9.Bölüm: Değişmeyen Düşünce

5.3K 498 79
                                    

"Bir anın doğması için, bir anın ölmesi gerekir. Yeni bir "ben" için eski bir benin kuruyup solması gibi."

- Elif Şafak-

"Bana bu soruyu izleyicilerinizle birlikte değil de özel olarak sorarsanız seve seve cevaplarım dük, maalesef yanınızda getirdiğiniz insanların karşısında size verecek bir hesabım yok."

Leonard'ın mavi gözleri bir anlık şaşkınlıkla açılsa da hemen düzeldi ve yerine bana her zaman gösterdiği sorgulayıcı ve kızgın bakışlarını bıraktı.

Bana kuşku duymadan bakabildiği bir an olacak mıydı?

"Yanımda izleyici getirmeye ihtiyacım yok düşes, sabahtan beri evde yoktum ve eve gelir gelmez ek binaya girmemeye yeminli olan eşimin burada bulunduğunu ve öğretmeni kovduğunu duyuyorum."

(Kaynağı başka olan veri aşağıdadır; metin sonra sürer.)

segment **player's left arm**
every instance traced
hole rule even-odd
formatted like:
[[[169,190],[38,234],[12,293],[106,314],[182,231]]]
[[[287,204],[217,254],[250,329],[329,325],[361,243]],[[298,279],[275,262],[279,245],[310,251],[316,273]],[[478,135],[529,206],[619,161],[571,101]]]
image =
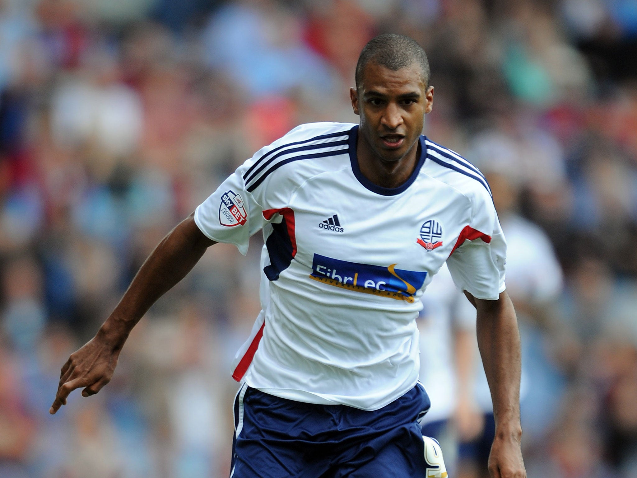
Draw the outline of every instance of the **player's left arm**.
[[[496,435],[489,458],[493,478],[524,478],[520,424],[520,333],[506,292],[496,300],[476,299],[478,347],[493,402]]]

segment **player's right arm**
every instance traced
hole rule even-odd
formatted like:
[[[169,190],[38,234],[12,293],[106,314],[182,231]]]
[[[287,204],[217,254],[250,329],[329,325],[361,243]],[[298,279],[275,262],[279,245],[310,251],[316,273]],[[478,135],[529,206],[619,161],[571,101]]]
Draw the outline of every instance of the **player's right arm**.
[[[93,395],[110,381],[122,347],[135,324],[157,299],[185,277],[206,252],[216,243],[195,223],[194,213],[159,243],[140,268],[122,300],[97,333],[71,354],[62,368],[55,399],[49,410],[55,414],[73,390],[84,387],[83,396]]]

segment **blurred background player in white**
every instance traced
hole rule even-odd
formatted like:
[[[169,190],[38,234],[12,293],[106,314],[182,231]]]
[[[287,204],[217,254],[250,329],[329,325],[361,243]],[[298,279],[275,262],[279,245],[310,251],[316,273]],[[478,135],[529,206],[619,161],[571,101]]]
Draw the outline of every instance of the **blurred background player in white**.
[[[559,374],[547,359],[547,354],[559,352],[547,351],[542,335],[552,337],[565,349],[571,339],[555,315],[563,287],[561,266],[546,233],[520,212],[523,160],[516,147],[514,141],[492,132],[478,136],[470,157],[489,181],[508,245],[506,286],[518,313],[522,347],[522,423],[526,442],[531,446],[552,424],[561,398],[561,393],[555,392],[562,390]],[[435,279],[432,285],[434,282]],[[469,337],[474,356],[473,397],[463,409],[477,407],[482,417],[476,419],[471,414],[464,415],[468,419],[463,423],[457,476],[485,478],[489,476],[485,465],[494,434],[492,405],[475,334]],[[427,390],[432,393],[431,387]],[[462,396],[460,391],[459,396]]]
[[[431,399],[420,420],[422,434],[435,438],[445,452],[450,476],[455,476],[458,440],[482,424],[473,399],[476,311],[454,284],[447,266],[421,298],[420,380]],[[479,430],[478,430],[479,431]],[[466,433],[466,432],[465,432]]]

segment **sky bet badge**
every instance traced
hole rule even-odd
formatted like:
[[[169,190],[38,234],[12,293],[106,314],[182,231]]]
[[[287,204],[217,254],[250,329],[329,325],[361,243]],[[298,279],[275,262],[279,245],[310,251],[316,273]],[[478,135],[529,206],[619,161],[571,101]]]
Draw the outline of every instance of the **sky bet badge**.
[[[427,250],[442,245],[442,226],[437,221],[429,219],[420,228],[420,236],[416,241]]]
[[[239,194],[229,191],[222,195],[219,205],[219,222],[222,226],[228,228],[243,226],[247,217],[243,200]]]

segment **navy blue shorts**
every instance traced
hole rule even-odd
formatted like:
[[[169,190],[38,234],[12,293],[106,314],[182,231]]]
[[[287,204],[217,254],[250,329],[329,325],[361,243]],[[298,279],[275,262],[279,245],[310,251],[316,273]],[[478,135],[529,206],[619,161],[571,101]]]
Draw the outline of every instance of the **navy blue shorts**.
[[[244,385],[234,400],[232,478],[422,478],[417,385],[372,412],[285,400]]]

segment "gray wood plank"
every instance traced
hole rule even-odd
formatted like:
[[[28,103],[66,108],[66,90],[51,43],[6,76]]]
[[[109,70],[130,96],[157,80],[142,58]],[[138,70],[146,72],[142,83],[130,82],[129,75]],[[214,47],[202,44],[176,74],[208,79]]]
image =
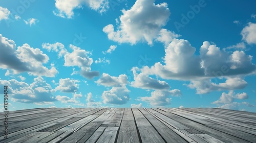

Söyleyecekleri bittiğinde onu baştan aşağı süzdüm, dışarıdan geldiği belli olan siyah bir takım giymişti krem rengi fuları nizami bir şekilde önünde bağlanmıştı şapkasını bile elinde tutuyordu.

Bu neden Daniel'ın burada olduğunu açıklıyordu, büyük ihtimal dükü karşılamak için beklerken Dickson şikâyette bulunmuştu.

Elimdeki tahta kılıcı tutması için Julian'a uzatırken meraklı bakışlar altında gerçek kılıçları koyduğum köşeye ilerledim.

Nefesimi harcamaktansa bir şeyleri doğrudan göstermeyi tercih ederdim.

"Nereye gidiyorsun düşes?"

"Öğretmeni kovmadım, azarladığım ve tehdit ettiğim doğru. Peki, beni şikâyet etmeye cüret eden bu adam size neden tehdit ettiğimi de söyledi mi?"

Leonard'ın tam önüne gelip gözlerinin içine baktım ve tuttuğum iki kılıcı ona doğru uzattım.

"Bunlar Julian'ın taliminde kullanılan kılıçlar, boylarından hangisinin kime ait olduğu belli olsa da lütfen ağırlıklarını kendiniz tartın."

Dük bir bana bir de kılıçlara baktıktan sonra pes eder gibi iç çekti ve elinde tuttuğu şapkasını yanında bekleyen Daniel'ın kafasına taktı. Daniel ani davranışa şaşırsa da sesini çıkaramadı.

Kılıçları alırken bir an için parmaklarımız birbirine değdi, o an Leonard rahatsız olmuş gibi hızlıca kılıcı elimden aldı.

İstemsizce onun rahatsız olmasına sinirlensem de ifademi korudum.

Ellerim ellerine değsin diye ölmüyordum ama elini hemen çekmesine gerek yoktu, ne kadar kötü bir imajım olursa olsun çirkin biri değildim.

Belki de benden sadece davranış olarak değil görünüş olarak da hoşlanmıyordu.

Aniden içimde büyüttüğüm karamsar düşüncelerin farkında olmayan dük kaşlarını çatarak elindeki kılıçlara baktı, ardından Julian'a kısa bir bakış attığında çelik gibi bakışlarını öğretmene döndürdü.

"Bu dengesizlik için yapacağın bir açıklama var mı Dickson?"

"Efendim ağırlıklarının farklı olduğunun bende farkındaydım bu bir kuvvet antrenmanıydı sizde biliyorsunuz her seferinde aynı ağırlıklara kasların alışmaması için bazen silahlarda değişiklikler yaparız."

Mağdur edasıyla cevap veren adama kaşlarımı çatarak baktım ve konuşmaya dâhil oldum.

"Savunma çalışması yapıyordunuz bayım, bu kuvvet antrenmanı olsa bile Julian bunu bilmiyordu. Genç lord her yere savrulduğunda onu azarladınız ve babası gibi olamadığını söyleyerek rencide ettiniz, siz kimsiniz ki bu evin genç lordunu dük ile kıyaslayabiliyorsunuz?"